Increase in calorific value is expected to improve the engine combustion efficiency, thus reduce the BSFC of the engine.
(a) (b)
Figure 6.2: Variation of fuel property with percentage of preheated biodiesel blends: (a) kinematic viscosity; (b) density.
6.3.1.4 Effect of Fuel Preheating and Blending on Flash Point
The flash point is the minimum temperature at which a fuel emits enough vapour to get ignited.
The higher the flash point, the higher the temperature required to ignite the fuel. On the one hand, it is better to lower the flash point for combustion purposes. However, the higher flash point means the fuel is safer to transport. Generally, higher flash point is preferred. Table 6.1 presents the variation of flash point with preheated biodiesel blending ratio. It varies from one blend to another.
Like pour point, it also shows an increasing tendency with increase in blending ratio as the flash point is higher for POME biodiesel.

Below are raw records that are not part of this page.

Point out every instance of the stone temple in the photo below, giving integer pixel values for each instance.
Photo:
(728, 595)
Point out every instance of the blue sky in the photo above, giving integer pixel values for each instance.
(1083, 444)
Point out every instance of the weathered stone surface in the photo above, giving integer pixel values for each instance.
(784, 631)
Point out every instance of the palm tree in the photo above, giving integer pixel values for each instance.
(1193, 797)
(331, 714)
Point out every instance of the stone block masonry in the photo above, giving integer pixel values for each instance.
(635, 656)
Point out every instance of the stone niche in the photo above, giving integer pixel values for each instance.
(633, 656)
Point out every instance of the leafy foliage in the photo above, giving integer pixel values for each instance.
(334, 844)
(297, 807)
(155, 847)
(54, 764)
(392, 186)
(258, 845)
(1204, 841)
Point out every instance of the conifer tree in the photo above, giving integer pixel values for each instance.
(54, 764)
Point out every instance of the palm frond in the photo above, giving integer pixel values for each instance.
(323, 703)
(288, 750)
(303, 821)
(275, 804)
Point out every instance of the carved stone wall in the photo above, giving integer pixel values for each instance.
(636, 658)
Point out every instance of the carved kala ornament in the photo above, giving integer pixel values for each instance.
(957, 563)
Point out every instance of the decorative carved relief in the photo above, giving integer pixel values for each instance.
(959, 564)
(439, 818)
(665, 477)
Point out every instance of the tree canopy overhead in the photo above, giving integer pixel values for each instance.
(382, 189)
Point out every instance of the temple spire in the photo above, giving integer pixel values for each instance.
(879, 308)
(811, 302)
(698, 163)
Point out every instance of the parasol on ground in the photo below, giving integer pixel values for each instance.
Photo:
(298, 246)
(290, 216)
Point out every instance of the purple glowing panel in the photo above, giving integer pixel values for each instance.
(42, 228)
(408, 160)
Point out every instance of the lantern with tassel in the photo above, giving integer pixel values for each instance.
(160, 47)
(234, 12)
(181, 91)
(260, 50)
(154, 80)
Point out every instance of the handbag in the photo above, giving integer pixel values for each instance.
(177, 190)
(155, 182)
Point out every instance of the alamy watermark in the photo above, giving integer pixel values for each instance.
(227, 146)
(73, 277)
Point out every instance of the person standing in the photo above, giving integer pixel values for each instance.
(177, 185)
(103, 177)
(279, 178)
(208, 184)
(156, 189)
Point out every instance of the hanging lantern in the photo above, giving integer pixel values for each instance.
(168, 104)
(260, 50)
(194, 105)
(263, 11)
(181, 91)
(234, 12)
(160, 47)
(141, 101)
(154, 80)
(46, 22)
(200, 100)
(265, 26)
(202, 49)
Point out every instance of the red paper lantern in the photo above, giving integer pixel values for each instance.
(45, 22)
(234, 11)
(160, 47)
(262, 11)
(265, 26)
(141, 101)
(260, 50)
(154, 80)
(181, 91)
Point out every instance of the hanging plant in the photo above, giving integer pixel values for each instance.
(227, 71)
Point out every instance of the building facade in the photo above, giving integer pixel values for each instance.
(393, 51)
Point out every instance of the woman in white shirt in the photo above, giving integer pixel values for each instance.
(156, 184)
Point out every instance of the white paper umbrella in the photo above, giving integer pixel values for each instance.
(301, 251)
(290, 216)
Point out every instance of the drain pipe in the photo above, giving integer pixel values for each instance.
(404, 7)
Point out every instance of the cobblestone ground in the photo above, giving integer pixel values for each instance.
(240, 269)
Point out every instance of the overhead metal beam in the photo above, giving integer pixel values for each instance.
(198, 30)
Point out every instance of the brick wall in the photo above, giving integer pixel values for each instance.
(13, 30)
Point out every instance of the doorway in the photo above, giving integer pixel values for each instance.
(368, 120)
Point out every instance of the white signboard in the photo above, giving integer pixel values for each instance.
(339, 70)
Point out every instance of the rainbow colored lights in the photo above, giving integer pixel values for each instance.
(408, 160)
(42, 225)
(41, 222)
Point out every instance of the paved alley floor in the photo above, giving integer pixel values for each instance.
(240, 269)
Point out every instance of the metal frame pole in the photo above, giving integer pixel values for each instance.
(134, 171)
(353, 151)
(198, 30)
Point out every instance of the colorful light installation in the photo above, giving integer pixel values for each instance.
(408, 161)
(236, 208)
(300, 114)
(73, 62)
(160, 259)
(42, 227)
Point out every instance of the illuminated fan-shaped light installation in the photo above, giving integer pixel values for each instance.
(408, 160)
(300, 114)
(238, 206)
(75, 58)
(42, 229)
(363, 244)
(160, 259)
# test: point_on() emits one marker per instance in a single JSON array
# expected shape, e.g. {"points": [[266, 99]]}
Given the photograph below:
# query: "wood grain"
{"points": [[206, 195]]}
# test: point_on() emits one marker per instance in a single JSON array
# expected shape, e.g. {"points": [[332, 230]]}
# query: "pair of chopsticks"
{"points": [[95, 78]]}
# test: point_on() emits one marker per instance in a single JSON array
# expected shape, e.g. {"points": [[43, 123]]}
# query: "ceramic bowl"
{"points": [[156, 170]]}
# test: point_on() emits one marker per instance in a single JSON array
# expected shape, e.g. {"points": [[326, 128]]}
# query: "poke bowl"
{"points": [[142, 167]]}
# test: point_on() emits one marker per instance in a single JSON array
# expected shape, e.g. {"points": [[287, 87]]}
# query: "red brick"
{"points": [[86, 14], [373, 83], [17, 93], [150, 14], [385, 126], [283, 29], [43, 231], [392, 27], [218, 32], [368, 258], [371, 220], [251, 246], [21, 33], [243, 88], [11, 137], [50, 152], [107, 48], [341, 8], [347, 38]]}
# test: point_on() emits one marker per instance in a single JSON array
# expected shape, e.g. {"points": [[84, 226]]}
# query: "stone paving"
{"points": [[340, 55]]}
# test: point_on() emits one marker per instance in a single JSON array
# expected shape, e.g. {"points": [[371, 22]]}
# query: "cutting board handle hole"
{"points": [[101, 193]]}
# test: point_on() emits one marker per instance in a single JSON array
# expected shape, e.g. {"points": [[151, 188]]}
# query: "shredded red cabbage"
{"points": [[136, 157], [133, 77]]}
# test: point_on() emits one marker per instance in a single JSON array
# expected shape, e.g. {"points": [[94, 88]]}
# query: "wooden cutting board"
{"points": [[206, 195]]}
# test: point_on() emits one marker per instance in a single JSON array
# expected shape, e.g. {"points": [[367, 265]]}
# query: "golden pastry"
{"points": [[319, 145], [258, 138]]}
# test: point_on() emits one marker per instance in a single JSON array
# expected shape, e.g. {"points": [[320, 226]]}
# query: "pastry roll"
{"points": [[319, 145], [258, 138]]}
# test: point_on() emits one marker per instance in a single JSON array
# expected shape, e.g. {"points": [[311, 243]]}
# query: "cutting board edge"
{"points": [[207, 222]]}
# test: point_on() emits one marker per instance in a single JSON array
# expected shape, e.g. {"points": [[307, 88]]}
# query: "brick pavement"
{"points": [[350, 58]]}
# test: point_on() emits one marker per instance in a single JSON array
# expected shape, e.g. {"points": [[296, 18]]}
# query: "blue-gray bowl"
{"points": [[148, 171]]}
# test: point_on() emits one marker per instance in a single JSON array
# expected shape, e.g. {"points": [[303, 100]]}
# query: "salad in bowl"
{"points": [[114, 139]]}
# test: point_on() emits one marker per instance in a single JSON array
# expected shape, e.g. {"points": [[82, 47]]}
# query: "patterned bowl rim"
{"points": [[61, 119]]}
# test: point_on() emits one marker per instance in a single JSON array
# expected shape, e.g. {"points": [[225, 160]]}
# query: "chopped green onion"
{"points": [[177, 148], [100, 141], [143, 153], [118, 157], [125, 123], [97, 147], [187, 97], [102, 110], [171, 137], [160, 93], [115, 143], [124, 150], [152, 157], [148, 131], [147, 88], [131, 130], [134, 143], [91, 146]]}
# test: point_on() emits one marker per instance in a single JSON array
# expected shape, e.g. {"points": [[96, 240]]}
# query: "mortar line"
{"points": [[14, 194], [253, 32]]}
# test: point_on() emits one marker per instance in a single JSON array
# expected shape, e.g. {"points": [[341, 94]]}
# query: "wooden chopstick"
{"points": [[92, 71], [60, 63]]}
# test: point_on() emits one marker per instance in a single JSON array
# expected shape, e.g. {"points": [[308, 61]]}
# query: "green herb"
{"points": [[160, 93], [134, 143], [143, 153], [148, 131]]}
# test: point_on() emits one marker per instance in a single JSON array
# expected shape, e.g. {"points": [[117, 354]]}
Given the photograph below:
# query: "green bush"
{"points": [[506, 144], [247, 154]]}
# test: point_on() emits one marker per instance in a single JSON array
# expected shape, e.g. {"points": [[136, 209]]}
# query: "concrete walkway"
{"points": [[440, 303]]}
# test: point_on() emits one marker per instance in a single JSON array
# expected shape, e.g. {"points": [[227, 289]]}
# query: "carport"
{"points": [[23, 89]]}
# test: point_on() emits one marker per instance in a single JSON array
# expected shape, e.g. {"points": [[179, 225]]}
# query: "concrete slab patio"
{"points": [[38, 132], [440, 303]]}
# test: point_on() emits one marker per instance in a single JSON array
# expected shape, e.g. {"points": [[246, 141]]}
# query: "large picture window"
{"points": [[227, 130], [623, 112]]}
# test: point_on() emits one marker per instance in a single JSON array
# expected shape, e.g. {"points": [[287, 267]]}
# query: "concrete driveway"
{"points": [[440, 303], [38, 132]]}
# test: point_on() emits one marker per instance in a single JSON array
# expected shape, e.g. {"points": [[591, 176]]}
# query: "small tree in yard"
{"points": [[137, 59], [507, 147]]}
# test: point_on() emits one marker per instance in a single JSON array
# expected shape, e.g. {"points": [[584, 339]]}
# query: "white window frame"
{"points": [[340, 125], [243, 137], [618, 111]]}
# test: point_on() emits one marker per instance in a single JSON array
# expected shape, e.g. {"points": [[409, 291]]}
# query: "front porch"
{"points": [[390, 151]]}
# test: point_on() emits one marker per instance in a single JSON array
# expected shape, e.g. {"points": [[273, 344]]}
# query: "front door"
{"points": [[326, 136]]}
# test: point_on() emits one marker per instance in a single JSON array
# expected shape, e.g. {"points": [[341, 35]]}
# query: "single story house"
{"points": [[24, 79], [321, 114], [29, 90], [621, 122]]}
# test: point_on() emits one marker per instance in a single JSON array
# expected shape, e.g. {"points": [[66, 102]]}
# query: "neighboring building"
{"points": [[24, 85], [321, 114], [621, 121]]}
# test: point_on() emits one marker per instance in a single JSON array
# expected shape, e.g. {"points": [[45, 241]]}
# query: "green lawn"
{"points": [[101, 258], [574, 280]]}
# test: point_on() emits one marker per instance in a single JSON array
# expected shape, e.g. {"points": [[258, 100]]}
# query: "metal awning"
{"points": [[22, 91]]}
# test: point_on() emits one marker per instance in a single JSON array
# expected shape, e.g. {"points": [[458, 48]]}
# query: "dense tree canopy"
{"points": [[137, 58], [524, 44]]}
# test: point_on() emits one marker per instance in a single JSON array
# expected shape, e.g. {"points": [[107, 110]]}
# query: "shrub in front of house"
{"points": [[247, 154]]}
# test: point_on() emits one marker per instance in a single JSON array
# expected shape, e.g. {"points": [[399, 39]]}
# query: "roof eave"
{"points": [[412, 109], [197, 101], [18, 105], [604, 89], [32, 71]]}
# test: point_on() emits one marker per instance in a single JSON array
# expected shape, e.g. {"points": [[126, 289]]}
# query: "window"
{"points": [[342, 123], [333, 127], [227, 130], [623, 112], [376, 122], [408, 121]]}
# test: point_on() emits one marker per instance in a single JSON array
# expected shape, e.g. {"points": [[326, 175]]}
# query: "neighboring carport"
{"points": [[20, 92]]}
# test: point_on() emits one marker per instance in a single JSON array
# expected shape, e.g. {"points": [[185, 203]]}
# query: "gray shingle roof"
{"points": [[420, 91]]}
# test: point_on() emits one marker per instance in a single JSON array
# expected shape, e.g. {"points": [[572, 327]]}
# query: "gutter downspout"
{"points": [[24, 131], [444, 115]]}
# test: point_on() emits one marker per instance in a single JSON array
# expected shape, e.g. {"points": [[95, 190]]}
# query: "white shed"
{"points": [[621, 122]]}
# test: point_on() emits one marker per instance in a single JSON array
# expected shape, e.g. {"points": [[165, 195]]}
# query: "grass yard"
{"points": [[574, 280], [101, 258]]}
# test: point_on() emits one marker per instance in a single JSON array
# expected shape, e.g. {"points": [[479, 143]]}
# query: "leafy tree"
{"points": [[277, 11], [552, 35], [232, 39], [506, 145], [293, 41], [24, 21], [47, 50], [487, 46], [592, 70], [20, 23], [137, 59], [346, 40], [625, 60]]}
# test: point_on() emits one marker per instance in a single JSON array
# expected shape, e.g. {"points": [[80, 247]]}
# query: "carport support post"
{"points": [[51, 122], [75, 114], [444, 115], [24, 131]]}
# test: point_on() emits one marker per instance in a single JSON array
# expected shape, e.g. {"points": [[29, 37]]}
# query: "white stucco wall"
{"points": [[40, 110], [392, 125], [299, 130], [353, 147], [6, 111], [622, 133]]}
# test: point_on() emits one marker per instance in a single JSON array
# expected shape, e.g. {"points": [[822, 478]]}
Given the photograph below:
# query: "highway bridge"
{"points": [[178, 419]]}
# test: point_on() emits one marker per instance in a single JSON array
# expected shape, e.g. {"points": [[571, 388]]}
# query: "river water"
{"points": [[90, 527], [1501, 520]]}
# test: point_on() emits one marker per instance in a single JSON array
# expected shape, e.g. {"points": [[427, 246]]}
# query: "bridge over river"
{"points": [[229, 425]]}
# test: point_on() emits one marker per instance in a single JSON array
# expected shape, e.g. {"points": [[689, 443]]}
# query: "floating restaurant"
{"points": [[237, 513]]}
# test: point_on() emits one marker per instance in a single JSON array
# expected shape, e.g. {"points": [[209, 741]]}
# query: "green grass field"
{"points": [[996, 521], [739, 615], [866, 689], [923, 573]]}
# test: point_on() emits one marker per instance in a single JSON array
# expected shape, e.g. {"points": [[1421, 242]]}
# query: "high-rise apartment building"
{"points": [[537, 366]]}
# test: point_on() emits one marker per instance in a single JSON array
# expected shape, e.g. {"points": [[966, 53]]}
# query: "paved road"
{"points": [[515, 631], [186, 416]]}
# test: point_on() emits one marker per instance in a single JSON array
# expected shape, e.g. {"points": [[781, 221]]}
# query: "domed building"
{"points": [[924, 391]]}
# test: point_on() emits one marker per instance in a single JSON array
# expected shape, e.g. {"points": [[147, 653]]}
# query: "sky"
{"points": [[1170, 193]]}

Figure 6.3: Variation of calorific value with percentage of preheated POME biodiesel blends.
6.3.1.5 Optimum Preheated Blending Ratios
When preheated biodiesel is blended with diesel the characteristics of the new fuel changes as per the volumetric percentage of biodiesel in a mixture of biodiesel and diesel. The blending ratio will be optimum when the blended fuel will satisfy the different standards as specified by the different countries.Accordingly, an optimum blending ratio was recommended for the POME at the ratios of 20% to 60% according to the properties of the POME−diesel blends. The optimal blends (PPBD20−PPBD60) would have the kinematic viscosity of 3.38 mm2/s to 4.08 mm2/s and density of 851 kg/m3 to 863 kg/m3 which comply with the limits of the blended biodiesel standard specifications. The calorific value (43.12 MJ/kg −41.67 MJ/kg), flash point (103 °C−181°C) and pour point (-1°C to 4 °C) are above the lower limit (35 MJ/kg, 52 °C and 3 max.), respectively. So an optimum blending ratio of up to 60% blending (up to PPBD60) has been recommended by compliance of the preheated biodiesel-diesel blend specification to the specified standards, which can be used in diesel engines without modification and without sacrificing much power loss.